- What File Uploads Mean for Assistants
- Where Files Are Uploaded
- Supported File Types
- How Files Are Used by the Assistant
- Files vs Prompts
- Persistence and Scope
- Updating Files Safely
- Assistants with Multiple Files
- File Size and Performance Considerations
- Security and Privacy
- Files in Chatbots vs OmniBlocks
- What File Uploads Do Not Do
- Common Mistakes
- Best Practices
- Summary
Uploading files to an AI Assistant in Aimogen allows you to give that assistant persistent reference material it can consult across conversations and executions. This is not training and not fine-tuning. Files act as attached context, available to the assistant whenever it is used.
This feature is especially powerful for documentation bots, policy-aware assistants, and internal knowledge helpers.
What File Uploads Mean for Assistants #
When you upload a file to an assistant:
- the file becomes part of the assistant’s working context
- the assistant can reference it without re-uploading
- the file is available across all usages of that assistant
- workflows and chatbots using the assistant automatically inherit access
The assistant does not “learn” permanently. It reads.
Where Files Are Uploaded #
Files are managed directly on the assistant.
Path:
Aimogen → AI Assistants → Edit Assistant → Files / Knowledge Section
Files are attached to the assistant itself, not to individual chats or workflows.
Supported File Types #
Assistants typically support text-based and document-style files, such as:
- plain text files
- documentation exports
- structured text (e.g. markdown)
- reference documents
- policy documents
- product manuals
Binary formats or highly structured proprietary files are not guaranteed to be useful unless converted to readable text.
How Files Are Used by the Assistant #
Attached files are:
- indexed or made available to the assistant
- searchable or readable by enabled tools (depending on provider)
- referenced implicitly when answering questions
You do not need to paste file contents into prompts.

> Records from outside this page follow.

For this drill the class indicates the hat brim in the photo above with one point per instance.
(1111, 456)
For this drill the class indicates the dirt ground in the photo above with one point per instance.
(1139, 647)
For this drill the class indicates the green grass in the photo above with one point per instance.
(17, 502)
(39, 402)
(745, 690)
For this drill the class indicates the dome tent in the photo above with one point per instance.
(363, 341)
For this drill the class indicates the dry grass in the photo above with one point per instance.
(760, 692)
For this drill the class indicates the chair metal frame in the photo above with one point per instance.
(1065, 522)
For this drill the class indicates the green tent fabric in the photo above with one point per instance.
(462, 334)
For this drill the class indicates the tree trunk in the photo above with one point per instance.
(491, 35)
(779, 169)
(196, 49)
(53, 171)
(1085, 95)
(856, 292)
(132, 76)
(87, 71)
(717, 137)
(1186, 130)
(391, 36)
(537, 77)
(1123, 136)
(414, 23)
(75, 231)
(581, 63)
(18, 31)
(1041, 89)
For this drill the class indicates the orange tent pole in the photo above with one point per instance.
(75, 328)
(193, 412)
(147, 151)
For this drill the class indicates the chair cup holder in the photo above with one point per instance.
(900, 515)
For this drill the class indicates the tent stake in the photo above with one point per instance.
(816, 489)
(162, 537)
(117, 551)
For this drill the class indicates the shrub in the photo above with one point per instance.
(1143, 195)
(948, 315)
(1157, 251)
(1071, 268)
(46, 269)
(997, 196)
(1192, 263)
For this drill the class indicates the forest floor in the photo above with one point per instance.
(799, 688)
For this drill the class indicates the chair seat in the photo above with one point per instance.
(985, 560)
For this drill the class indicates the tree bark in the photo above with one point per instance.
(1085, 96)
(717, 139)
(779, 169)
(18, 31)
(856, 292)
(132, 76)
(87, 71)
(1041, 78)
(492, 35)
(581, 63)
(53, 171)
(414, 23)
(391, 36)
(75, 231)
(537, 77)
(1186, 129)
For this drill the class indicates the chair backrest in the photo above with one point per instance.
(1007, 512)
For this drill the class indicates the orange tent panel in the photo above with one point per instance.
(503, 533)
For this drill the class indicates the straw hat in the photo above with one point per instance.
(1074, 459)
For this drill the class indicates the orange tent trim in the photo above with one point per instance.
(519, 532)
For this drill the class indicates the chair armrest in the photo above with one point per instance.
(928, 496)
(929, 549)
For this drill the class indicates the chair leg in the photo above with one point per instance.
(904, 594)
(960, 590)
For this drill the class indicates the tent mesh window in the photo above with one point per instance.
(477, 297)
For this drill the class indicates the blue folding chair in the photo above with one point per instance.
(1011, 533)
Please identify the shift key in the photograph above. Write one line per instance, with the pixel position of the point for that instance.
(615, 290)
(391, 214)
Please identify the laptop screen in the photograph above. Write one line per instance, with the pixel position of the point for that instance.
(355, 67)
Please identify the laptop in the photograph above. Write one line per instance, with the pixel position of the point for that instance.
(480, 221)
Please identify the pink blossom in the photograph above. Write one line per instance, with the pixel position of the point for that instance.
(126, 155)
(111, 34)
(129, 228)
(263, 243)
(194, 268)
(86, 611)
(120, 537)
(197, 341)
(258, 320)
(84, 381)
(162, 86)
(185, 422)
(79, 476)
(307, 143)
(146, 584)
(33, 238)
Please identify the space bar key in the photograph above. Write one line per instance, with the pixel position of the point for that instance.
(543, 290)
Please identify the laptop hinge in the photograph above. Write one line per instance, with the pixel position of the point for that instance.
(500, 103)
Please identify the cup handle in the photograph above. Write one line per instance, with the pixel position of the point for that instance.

If the assistant has file access enabled, it can consult those files naturally.
Files vs Prompts #
Files differ from prompts in important ways:
- prompts guide behavior
- files provide factual reference
You should not place large reference content into instructions. Use files instead.
This keeps prompts short and assistants stable.
Persistence and Scope #
Files are:
- persistent across sessions
- shared across all uses of the assistant
- not visible to users directly
- not automatically shared with other assistants
If you remove a file, it is no longer available to the assistant immediately.
Updating Files Safely #
When updating reference material:
- replace or upload a new file
- remove outdated files
- avoid editing assistants mid-conversation if consistency matters
For production systems, consider duplicating the assistant before major file changes.
Assistants with Multiple Files #
An assistant can have multiple files attached.
Common patterns:
- one file per product
- one file per policy
- split documentation by topic
- separate reference and rules
Smaller, focused files are usually more effective than one massive document.
File Size and Performance Considerations #
Larger files:
- may increase lookup time
- may increase token usage
- may slow responses slightly
Only attach files the assistant actually needs.
If a file is never referenced, it adds noise, not value.
Security and Privacy #
Files attached to assistants:
- are sent to the AI provider when accessed
- may contain sensitive information
- are not automatically anonymized
You are responsible for:
- not uploading confidential data unintentionally
- complying with privacy and data protection rules
- understanding provider data handling policies
Assistants do not sandbox file content automatically.
Files in Chatbots vs OmniBlocks #
When an assistant is used:
- in a chatbot → files support conversational answers
- in OmniBlocks → files support structured transformation steps
In both cases, file access is identical. The difference is how outputs are used.
What File Uploads Do Not Do #
Uploading files does not:
- fine-tune the model
- permanently train the AI
- guarantee perfect recall
- replace structured workflows
- override persona instructions
- expose files publicly
Files provide context, not certainty.
Common Mistakes #
- uploading too many unrelated files
- using files instead of prompts for behavior rules
- attaching outdated documentation
- assuming files are “always remembered”
- mixing confidential and public data
Files should support reasoning, not overwhelm it.
Best Practices #
Attach only relevant files, keep documents focused, update reference material deliberately, and pair files with clear assistant instructions. For complex systems, treat file attachments like documentation dependencies, not memory dumps.
Summary #
Uploading files to assistants in Aimogen allows you to give AI assistants persistent reference knowledge that can be reused across chatbots, OmniBlocks, and content workflows. Files are not training data; they are contextual resources accessed when needed. Used carefully, file uploads dramatically improve accuracy, consistency, and usefulness of assistants without increasing prompt complexity.